Pour les responsables de cette nouvelle coalition, cette alliance s’inscrit dans une volonté de dépasser les clivages internes à la gauche afin de préparer le second tour.
"Au-delà des appartenances, ce qui unit la gauche lyonnaise est plus fort que ce qui la sépare", affirment-ils.
Un appel à la mobilisation contre la droite
Les soutiens de Grégory Doucet appellent désormais à une mobilisation maximale pour le second tour face à Jean-Michel Aulas. Ils mettent également en garde contre un projet politique qu’ils qualifient de "réactionnaire", qu’ils associent à la droite régionale.
"La mobilisation doit donc être totale dimanche prochain pour mettre en œuvre ce programme et barrer la route à un projet réactionnaire soutenu par la droite de Laurent Wauquiez", écrivent-ils.
Dans la foulée de cette annonce, les organisateurs appellent à une mobilisation publique ce mardi 17 mars à 19 heures place Louis Pradel, dans le 1er arrondissement.
L’événement est présenté comme un moment de rassemblement ouvert aux habitants, associations et acteurs du territoire.
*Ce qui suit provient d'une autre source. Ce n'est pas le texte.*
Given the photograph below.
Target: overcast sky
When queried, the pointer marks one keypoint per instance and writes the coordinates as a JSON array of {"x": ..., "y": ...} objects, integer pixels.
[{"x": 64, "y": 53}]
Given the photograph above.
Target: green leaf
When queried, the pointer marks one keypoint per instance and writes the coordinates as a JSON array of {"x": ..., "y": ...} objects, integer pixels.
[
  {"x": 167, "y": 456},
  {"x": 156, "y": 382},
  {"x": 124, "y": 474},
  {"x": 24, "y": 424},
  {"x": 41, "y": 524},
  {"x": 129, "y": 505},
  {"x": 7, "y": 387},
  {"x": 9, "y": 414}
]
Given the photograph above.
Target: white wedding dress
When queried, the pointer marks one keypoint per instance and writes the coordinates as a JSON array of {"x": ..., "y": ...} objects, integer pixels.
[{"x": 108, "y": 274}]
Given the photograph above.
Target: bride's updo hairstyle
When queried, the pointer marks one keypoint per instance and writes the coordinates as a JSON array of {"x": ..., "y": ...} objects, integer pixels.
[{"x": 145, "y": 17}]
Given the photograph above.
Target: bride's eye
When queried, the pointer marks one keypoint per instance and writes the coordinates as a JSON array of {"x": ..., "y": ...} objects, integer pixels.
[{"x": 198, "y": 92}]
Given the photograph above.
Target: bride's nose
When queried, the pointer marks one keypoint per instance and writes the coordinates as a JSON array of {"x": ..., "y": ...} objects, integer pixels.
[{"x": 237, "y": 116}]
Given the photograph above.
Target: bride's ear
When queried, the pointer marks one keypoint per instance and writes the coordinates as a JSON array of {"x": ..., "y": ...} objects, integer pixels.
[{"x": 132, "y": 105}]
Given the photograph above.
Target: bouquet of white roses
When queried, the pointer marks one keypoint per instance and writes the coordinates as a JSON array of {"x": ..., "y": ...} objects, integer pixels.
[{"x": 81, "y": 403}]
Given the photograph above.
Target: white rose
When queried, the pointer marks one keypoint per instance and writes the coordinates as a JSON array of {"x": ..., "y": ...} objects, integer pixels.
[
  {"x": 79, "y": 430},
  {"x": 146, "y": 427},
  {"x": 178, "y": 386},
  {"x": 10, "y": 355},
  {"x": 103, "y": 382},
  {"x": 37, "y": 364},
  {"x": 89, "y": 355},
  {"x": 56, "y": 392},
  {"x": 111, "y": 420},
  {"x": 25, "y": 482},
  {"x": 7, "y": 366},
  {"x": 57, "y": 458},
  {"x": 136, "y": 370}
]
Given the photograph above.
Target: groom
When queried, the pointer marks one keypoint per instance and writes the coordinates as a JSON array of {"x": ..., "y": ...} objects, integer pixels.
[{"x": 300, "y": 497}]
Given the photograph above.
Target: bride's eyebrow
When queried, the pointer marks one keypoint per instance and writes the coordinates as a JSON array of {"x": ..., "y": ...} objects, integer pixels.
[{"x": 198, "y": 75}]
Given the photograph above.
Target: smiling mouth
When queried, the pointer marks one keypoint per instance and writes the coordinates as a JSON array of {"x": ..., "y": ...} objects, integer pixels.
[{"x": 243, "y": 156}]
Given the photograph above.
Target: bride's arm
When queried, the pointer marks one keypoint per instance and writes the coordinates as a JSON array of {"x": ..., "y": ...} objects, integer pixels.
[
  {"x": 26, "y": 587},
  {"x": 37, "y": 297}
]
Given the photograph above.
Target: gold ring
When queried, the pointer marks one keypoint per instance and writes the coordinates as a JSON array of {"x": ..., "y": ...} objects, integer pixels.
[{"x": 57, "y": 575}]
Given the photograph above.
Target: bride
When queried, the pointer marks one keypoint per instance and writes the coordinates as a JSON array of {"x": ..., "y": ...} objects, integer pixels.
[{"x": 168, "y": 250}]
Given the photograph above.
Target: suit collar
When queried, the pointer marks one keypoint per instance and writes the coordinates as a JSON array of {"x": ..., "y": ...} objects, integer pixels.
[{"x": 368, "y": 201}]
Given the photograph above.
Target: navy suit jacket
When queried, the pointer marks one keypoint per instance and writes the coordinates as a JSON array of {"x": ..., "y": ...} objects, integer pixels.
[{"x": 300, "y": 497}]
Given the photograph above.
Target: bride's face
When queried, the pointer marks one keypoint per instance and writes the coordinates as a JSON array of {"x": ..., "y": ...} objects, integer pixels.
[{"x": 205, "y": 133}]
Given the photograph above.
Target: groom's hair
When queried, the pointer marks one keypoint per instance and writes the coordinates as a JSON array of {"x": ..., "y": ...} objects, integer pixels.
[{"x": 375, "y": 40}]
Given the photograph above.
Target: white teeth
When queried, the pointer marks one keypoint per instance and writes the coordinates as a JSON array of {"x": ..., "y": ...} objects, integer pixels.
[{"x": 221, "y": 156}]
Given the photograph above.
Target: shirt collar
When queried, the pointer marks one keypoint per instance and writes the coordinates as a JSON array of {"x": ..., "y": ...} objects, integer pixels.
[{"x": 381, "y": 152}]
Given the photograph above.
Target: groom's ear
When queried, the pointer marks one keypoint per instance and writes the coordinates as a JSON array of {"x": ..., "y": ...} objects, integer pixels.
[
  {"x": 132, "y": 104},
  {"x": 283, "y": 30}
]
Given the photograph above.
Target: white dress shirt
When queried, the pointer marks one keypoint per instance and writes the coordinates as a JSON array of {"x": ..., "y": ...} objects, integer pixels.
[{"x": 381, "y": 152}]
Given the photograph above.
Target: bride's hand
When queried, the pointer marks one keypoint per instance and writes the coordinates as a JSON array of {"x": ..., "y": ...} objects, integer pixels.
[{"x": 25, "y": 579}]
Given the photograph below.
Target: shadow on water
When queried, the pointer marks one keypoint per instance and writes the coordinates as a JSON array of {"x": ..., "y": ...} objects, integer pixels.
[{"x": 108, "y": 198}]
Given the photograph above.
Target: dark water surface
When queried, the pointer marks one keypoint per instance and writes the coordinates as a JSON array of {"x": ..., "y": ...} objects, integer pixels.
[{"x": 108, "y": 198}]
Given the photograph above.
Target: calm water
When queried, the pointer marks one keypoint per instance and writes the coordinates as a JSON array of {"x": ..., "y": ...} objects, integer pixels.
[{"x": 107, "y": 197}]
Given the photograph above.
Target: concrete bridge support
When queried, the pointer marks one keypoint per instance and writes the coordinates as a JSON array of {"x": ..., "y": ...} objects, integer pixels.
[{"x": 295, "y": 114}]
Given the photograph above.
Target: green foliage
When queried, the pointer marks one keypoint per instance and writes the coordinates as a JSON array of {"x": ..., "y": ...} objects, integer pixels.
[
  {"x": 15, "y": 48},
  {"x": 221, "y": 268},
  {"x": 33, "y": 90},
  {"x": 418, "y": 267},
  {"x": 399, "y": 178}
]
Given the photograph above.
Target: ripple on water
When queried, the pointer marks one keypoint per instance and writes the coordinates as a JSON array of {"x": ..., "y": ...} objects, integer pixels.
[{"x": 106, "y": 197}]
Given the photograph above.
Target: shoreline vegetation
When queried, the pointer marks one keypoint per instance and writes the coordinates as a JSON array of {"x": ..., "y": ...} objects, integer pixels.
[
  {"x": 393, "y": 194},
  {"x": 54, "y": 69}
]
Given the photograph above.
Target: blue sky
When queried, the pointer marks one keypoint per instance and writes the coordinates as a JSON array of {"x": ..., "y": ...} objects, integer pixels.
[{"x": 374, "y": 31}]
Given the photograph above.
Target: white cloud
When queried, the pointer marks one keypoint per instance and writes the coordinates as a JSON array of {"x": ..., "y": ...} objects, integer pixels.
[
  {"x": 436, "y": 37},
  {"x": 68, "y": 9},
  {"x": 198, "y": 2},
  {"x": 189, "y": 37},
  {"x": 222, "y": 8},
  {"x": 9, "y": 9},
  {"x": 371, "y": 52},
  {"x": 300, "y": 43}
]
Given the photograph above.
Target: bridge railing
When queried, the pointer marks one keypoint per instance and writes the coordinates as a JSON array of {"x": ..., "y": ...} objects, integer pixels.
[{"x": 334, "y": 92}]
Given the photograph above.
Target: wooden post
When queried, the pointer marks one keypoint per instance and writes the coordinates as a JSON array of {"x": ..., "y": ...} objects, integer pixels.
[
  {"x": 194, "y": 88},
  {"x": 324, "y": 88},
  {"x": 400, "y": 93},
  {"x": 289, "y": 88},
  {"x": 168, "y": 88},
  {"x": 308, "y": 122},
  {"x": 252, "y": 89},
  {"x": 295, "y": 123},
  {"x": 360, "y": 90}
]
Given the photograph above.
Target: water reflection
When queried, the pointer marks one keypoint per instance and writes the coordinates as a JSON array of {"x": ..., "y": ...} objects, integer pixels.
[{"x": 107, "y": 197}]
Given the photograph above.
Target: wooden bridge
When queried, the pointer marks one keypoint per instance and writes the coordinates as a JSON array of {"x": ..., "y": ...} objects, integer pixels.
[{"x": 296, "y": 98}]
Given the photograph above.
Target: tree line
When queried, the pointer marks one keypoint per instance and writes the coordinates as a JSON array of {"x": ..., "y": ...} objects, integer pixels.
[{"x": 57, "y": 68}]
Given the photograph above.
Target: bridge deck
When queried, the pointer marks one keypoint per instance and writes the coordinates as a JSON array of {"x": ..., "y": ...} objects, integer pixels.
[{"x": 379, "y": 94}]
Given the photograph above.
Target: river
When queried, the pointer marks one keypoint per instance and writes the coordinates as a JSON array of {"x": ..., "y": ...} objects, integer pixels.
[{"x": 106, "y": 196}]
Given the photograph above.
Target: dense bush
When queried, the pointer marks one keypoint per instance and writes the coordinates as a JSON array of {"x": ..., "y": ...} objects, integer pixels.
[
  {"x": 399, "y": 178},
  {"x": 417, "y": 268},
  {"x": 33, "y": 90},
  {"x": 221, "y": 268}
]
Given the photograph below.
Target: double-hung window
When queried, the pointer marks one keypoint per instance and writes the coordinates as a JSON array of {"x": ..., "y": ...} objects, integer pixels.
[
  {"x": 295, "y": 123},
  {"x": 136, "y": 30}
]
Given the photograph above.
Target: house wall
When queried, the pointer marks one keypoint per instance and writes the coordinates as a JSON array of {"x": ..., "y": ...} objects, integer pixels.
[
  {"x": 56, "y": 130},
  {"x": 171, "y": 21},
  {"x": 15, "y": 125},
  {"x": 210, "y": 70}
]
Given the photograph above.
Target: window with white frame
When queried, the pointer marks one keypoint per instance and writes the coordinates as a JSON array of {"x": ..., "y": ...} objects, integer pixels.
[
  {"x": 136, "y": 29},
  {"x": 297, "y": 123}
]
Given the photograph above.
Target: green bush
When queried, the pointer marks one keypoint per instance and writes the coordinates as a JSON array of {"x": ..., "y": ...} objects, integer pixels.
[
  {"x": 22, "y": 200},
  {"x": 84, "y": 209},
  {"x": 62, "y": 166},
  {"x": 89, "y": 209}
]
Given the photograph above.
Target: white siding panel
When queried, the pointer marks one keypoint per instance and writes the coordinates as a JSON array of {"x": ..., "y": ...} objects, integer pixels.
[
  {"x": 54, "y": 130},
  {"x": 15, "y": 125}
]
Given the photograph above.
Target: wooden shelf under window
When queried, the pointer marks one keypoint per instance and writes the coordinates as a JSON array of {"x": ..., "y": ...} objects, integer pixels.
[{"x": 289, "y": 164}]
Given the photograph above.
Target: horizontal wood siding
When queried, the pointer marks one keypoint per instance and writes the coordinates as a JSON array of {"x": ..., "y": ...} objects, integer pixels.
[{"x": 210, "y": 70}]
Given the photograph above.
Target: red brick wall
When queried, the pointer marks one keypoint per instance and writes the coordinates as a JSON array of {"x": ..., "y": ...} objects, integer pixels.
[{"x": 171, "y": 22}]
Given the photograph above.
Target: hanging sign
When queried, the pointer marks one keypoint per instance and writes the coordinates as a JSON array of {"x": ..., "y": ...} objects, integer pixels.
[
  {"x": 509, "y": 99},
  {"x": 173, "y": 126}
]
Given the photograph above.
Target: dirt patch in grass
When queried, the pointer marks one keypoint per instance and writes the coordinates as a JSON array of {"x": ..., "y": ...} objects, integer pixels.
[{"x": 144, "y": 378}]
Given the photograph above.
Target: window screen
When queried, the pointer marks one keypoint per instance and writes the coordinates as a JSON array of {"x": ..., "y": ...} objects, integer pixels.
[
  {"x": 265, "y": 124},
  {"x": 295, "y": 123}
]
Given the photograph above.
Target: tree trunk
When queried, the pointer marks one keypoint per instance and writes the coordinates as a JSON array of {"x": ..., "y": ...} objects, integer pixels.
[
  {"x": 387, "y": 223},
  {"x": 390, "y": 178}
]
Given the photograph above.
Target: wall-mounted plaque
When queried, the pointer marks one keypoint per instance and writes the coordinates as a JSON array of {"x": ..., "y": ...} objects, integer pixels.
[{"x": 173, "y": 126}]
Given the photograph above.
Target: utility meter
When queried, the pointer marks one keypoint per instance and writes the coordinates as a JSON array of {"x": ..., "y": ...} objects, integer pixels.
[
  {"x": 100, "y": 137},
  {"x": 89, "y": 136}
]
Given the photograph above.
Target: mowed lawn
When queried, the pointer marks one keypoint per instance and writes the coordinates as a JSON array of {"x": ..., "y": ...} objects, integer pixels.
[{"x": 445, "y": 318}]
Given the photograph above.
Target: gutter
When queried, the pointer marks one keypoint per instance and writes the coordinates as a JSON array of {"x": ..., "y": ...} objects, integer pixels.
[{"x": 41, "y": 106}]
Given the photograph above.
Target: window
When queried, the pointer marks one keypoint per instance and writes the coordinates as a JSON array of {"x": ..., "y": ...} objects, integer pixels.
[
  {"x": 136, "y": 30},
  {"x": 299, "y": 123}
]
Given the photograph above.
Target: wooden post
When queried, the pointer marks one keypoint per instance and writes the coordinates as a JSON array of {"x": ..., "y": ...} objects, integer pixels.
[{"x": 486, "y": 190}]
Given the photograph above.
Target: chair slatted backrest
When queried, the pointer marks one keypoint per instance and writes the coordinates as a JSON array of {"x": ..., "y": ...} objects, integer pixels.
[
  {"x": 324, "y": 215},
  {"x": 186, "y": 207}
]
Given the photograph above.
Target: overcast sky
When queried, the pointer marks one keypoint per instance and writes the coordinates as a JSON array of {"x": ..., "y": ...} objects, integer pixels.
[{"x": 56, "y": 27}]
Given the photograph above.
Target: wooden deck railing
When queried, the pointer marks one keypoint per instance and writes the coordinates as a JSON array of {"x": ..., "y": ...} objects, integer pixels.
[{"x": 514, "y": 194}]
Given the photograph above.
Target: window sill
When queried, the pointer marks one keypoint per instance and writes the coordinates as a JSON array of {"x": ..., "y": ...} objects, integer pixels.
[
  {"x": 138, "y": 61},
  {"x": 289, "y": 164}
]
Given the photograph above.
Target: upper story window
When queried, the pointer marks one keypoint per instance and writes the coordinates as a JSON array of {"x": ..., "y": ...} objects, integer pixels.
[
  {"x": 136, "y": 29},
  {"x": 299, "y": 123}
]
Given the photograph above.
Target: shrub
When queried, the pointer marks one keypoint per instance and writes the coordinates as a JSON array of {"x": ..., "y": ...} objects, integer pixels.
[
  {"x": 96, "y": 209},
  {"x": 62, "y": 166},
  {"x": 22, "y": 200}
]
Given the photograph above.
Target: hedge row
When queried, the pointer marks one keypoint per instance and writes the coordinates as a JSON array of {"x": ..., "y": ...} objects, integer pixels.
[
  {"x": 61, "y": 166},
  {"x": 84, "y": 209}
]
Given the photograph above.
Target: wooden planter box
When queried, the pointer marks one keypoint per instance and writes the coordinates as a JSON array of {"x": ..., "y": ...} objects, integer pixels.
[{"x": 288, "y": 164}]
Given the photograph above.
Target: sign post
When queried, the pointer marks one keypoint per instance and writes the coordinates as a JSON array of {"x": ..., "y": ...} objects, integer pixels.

Reste à savoir si les candidats et colistiers PS et Place Publique y participeront, et avec le sourire en prime, puisqu'ils rejetaient à l'avance l'idée de cette alliance avec LFI.
"Le dimanche 22 mars, Lyon choisira son visage pour les six prochaines années. Non pas entre deux candidats, mais entre deux visions de la ville", concluent les nouveaux alliés dans leur communiqué.
Comme prévu, Doucet s'allie avec l'extrême gauche.